The transport of CO2 through offshore pipelines is one of the last business that the Operators are beginning to face, in line with the coming needs for climate change mitigations.

The scenario for CO2 Capture, Transport and Storage anticipates capture and treatment at local plants, the transportation by ships in a liquid phase at low temperatures (close to −30 °C) to a terminal for the following offshore submarine transportation in a pipeline up to an injection well, for the final (and permanent) storage underground.

In order to optimize the operating costs for CO2 transport via pipeline, and to reduce energy consumptions, no heating is applied from ship to pipeline inlet. In such case, the pipeline will reach approximately a temperature of −30 °C in the initial landfall section.

The design of the offshore pipeline subject to this operating conditions, very cold fluid inside and a sea water temperature slightly over 0°C outside (North Sea), must face the possibility of ice formation around the pipe.

For the Northern Lights project, this possibility has been analyzed and the HDD (Horizontal Directional Drilling) at landfall resulted the only section where the ice formation could jeopardize the pipeline integrity. Detailed assessment for both normal operating conditions and contingency cases has been performed.

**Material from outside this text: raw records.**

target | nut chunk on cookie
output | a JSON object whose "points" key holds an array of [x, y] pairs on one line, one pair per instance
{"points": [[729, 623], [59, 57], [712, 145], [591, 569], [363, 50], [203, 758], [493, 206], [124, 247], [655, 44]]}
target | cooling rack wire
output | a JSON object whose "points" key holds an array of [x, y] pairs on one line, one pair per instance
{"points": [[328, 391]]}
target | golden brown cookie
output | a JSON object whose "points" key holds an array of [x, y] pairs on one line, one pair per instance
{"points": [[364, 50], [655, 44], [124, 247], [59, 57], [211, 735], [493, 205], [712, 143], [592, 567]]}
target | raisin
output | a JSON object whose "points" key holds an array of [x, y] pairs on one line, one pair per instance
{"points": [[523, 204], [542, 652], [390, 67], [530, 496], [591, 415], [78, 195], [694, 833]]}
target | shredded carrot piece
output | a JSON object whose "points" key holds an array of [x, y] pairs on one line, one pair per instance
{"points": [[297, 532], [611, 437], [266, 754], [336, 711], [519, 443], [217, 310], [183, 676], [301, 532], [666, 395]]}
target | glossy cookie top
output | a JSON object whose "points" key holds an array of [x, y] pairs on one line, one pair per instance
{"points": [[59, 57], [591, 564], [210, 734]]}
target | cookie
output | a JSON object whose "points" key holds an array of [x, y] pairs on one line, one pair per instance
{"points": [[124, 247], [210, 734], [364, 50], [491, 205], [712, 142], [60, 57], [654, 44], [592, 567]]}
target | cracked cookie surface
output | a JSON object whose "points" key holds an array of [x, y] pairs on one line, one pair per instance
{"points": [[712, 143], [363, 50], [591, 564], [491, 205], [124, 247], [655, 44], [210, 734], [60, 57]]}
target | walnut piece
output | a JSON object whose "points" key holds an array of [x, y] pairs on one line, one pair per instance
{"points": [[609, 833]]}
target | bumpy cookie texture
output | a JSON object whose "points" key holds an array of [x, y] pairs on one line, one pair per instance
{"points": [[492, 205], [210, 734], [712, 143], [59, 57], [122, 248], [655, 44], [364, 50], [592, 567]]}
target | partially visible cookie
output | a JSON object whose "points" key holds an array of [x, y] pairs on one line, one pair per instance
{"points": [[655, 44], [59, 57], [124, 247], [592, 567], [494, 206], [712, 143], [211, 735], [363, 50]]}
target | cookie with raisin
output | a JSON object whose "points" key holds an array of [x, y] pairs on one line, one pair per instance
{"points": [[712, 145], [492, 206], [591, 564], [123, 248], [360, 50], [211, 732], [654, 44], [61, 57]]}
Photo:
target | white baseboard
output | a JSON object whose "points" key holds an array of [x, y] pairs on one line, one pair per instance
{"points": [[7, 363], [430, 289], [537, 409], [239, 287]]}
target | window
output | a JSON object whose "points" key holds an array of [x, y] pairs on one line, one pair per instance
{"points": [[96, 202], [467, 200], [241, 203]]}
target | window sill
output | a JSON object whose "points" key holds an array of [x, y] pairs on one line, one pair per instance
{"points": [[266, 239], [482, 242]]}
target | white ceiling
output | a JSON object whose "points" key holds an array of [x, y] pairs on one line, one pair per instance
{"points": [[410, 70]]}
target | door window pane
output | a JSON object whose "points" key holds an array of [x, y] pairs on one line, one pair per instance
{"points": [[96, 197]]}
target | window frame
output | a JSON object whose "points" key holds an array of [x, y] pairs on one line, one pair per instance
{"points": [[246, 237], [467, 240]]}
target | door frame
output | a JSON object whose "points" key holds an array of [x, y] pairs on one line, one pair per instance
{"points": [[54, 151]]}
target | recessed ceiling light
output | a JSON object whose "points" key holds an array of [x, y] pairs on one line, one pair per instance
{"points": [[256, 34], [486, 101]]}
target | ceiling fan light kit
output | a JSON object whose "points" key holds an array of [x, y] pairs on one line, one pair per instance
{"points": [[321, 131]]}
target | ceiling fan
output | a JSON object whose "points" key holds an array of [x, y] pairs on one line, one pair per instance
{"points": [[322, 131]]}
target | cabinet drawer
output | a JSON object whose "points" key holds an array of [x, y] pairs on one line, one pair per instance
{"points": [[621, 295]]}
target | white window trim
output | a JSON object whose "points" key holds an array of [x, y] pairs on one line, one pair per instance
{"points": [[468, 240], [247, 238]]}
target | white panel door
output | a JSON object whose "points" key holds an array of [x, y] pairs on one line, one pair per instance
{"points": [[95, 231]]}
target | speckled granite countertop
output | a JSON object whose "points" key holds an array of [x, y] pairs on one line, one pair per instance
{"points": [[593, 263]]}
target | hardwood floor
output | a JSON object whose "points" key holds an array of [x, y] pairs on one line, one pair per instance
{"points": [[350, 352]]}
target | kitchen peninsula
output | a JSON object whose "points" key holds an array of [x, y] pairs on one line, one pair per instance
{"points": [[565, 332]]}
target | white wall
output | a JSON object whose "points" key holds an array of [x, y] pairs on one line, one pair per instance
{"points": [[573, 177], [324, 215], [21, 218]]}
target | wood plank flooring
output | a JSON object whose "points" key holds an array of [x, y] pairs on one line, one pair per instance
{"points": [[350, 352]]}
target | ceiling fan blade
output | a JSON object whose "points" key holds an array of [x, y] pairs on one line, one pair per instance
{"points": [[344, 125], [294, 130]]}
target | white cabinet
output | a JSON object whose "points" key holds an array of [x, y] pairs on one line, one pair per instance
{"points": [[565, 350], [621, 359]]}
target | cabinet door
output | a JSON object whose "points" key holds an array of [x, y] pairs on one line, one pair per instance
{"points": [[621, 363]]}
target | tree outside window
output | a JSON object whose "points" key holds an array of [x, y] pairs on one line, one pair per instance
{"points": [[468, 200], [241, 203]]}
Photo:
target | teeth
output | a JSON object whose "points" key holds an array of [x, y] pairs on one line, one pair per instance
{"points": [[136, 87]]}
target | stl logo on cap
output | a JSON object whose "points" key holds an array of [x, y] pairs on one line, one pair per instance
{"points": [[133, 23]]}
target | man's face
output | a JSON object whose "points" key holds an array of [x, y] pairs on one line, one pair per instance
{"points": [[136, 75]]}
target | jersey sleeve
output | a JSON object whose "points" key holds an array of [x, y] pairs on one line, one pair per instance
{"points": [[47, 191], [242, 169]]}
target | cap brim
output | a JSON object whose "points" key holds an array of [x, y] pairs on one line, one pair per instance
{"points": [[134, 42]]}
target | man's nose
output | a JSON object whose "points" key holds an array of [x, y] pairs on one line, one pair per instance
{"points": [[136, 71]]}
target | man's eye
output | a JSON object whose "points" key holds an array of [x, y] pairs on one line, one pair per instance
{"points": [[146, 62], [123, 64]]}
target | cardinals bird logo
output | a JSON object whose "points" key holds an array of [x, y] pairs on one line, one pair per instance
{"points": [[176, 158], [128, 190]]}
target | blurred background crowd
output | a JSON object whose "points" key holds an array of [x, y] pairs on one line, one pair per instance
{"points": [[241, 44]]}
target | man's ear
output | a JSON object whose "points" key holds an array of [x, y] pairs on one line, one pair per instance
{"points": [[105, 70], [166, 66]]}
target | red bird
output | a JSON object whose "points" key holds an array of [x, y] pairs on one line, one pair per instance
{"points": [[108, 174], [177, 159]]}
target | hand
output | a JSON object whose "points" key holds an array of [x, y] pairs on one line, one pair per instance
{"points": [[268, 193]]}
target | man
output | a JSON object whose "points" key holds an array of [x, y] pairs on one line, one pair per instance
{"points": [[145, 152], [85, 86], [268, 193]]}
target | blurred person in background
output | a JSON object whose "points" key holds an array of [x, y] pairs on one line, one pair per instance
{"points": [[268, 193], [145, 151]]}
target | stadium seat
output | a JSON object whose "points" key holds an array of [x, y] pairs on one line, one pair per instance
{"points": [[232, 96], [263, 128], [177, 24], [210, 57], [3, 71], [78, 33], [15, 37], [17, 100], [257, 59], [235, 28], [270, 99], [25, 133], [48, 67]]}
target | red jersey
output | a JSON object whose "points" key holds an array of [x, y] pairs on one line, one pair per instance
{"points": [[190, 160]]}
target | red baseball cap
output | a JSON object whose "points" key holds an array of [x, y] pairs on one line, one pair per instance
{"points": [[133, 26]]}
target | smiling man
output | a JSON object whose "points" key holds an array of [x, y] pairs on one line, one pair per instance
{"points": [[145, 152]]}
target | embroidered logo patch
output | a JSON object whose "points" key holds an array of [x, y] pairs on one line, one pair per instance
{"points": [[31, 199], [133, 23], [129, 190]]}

In the former case, a steady state thermal analysis with analytical method (thermal resistances) has been applied to calculate both the longitudinal, along the pipeline axis, and radial temperature profile: all the water inside the HDD freezes. Therefore, a water circulation system has been studied to prevent the ice formation. The pumping system required to ensure enough water flow has been dimensioned considering pressure losses inside the HDD. Power consumption in the order of 3 kW is expected.

The breakdown of the pumps has been analyzed in order to determine the available time before the sea water freeze inside the HDD obstructing any circulation. A transient analysis has been carried out simulating the temperature after water circulation arrest. Both analytical and Finite Element Model have been used to calculate the transient process causing water freezing.